Analysis of heat shock protein 70 gene polymorphisms Mexican patients with idiopathic pulmonary fibrosis.

BMC Pulm Med 2015 Oct 24;15:129. Epub 2015 Oct 24.

Instituto Nacional de Enfermedades Respiratorias "Ismael Cosío Villegas" Tlalpan 4502, Col. Sección XVI, 14080, Mexico, México.

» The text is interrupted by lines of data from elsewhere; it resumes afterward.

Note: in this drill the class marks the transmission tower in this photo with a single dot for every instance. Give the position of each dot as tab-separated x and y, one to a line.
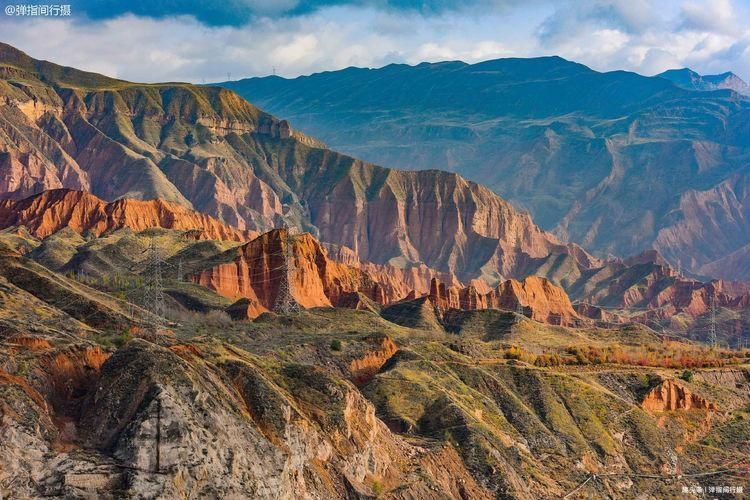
285	303
712	338
153	288
179	269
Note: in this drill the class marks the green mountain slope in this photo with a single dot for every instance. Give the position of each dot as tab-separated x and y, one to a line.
617	162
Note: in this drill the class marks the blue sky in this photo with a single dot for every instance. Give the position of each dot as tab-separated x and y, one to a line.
207	40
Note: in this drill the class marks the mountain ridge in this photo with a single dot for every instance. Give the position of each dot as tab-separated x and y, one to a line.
210	150
614	168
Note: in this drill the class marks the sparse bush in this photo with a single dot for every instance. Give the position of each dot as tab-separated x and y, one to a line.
519	354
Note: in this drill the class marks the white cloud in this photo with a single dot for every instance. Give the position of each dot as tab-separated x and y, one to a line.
647	36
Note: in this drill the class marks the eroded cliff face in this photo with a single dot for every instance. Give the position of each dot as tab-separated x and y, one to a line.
536	297
51	211
201	424
208	149
671	395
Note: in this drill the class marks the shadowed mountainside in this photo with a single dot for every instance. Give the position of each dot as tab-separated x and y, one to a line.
208	149
617	162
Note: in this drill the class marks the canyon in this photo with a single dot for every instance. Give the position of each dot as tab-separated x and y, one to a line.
634	163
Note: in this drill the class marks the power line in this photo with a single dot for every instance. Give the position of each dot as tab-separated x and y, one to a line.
153	289
285	301
712	338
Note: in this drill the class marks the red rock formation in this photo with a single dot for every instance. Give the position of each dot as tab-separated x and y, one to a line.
539	298
364	368
395	281
50	211
672	396
257	269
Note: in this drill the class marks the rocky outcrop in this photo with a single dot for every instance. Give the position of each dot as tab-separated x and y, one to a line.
365	367
208	149
161	422
255	272
536	297
671	395
636	164
51	211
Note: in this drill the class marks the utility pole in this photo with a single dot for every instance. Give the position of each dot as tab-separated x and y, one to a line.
285	302
712	338
179	269
153	289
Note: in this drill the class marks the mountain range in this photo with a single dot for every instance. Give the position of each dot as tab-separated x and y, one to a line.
616	162
199	301
689	79
207	150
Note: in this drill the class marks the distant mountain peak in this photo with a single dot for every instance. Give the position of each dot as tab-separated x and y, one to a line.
688	79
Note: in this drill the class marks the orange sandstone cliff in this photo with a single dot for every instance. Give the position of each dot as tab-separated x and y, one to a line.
537	297
254	272
48	212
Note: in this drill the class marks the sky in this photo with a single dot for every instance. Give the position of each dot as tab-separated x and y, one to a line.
215	40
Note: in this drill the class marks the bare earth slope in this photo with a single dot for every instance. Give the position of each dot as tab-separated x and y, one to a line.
208	149
617	162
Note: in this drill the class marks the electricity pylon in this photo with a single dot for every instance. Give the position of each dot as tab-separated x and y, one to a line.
153	289
712	338
285	302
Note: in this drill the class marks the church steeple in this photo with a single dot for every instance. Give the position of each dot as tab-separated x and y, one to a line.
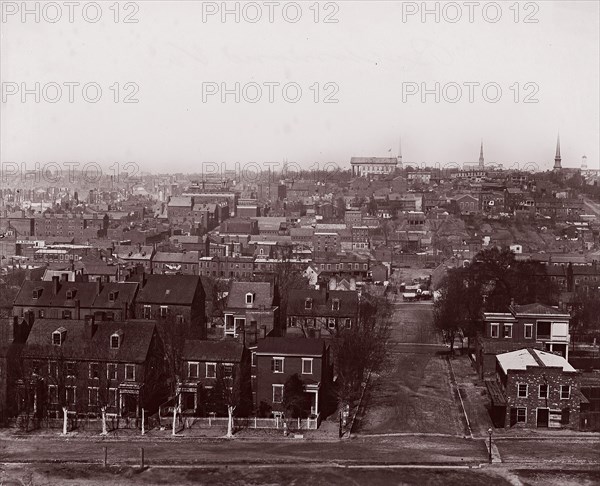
557	158
481	160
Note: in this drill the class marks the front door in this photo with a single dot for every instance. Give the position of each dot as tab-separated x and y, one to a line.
543	415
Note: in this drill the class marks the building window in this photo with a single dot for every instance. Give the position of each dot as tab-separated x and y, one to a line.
129	372
211	370
57	338
53	394
111	371
494	330
93	396
71	369
307	366
277	365
277	393
193	370
71	394
94	371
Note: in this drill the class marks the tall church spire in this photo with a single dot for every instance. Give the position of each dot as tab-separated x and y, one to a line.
557	158
481	160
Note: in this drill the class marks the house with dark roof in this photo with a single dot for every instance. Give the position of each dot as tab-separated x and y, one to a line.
180	298
535	389
85	365
61	299
251	312
277	359
534	325
313	312
201	361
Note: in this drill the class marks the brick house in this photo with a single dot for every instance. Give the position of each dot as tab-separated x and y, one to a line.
61	299
535	388
536	325
200	360
251	312
312	312
277	359
87	364
178	297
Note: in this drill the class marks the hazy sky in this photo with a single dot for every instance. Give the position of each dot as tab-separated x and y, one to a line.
367	58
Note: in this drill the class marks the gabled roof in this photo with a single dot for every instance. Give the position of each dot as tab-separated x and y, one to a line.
307	347
169	289
135	340
263	294
226	350
522	358
538	309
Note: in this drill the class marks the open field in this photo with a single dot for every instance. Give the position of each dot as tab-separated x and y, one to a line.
413	394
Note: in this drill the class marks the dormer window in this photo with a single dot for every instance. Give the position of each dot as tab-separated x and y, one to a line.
115	340
58	336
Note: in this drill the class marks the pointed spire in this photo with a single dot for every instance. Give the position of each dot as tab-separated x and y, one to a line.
557	158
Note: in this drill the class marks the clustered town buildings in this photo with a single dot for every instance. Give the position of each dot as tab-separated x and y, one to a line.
103	270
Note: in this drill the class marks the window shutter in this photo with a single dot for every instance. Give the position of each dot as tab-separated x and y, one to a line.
513	416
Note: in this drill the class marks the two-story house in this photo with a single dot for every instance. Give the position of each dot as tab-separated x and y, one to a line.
61	299
200	363
251	312
536	325
313	312
277	359
534	388
179	298
87	365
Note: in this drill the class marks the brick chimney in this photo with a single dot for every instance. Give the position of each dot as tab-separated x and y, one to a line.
89	327
55	285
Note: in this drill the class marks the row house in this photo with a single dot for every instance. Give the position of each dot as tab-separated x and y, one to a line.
536	325
535	389
202	362
86	366
135	256
277	359
320	312
175	263
251	312
179	298
76	300
227	267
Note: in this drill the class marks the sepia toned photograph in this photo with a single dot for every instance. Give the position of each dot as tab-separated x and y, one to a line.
310	242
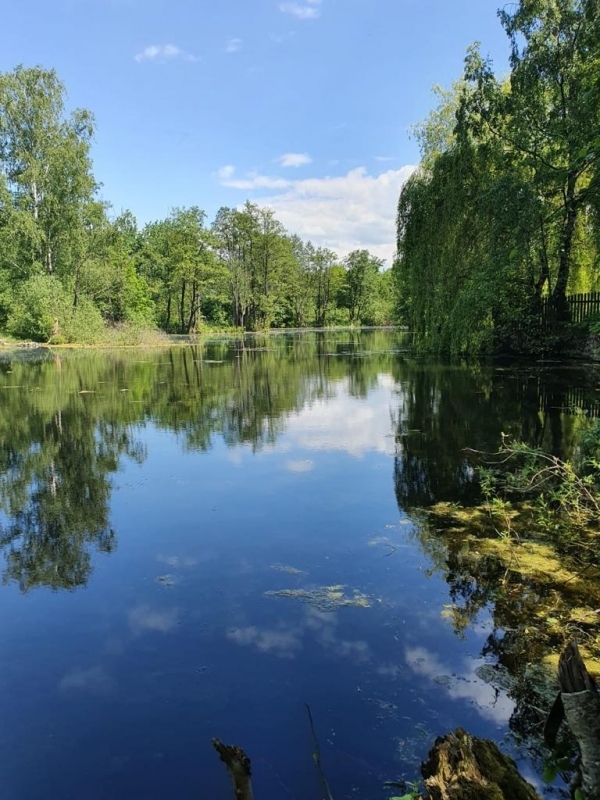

Background: Idiopathic pulmonary fibrosis (IPF) is a fatal lung disease of unknown etiology. Genetic variation within different major histocompatibility complex (MHC) loci contributes to the susceptibility to IPF. The effect of 70 kDa heat shock proteins (HSP70) gene polymorphisms in the susceptibility to IPF is unknown. The aim of this study was to explore the association between HSP70 polymorphisms and IPF susceptibility in the Mexican population.

Methods: Four HSP70 single nucleotide polymorphisms (SNPs) were evaluated using real time PCR assays in 168 IPF patients and 205 controls: +2763 C>T of HSPA1L (rs2075800), +2437 of HSP HSPA1L A>G (rs2227956), +190 of HSPA1A G>C (rs1043618) and +1267 of HSPA1B G>A (rs1061581).

Results: The analysis of the recessive model revealed a significant decrease in the frequency of the genotype HSPA1B AA (rs1061581) in IPF patients (OR = 0.27, 95 % CI = 0.13-0.57, Pc = 0.0003) when compared to controls. Using a multivariate logistic regression analysis in a codominant model the HSPA1B (rs1061581) GA and AA genotypes were associated with a lower risk of IPF compared with GG (OR = 0.22, 95 % CI = 0.07-0.65; p = 0.006 and OR = 0.17, 95 % CI = 0.07-0.41; p = <0.001). Similarly, HSPA1L (rs2227956) AG genotype (OR = 0.34, 95 % CI = 0.12-0.99; p = 0.04) and the dominant model AG + GG genotypes were also associated with a lower risk of IPF (OR = 0.24, 95 % CI = 0.08-0.67; p = 0.007). In contrast, the HSPA1L (rs2075800) TT genotype was associated with susceptibility to IPF (OR = 2.52, 95 % CI = 1.32-4.81; p = 0.005).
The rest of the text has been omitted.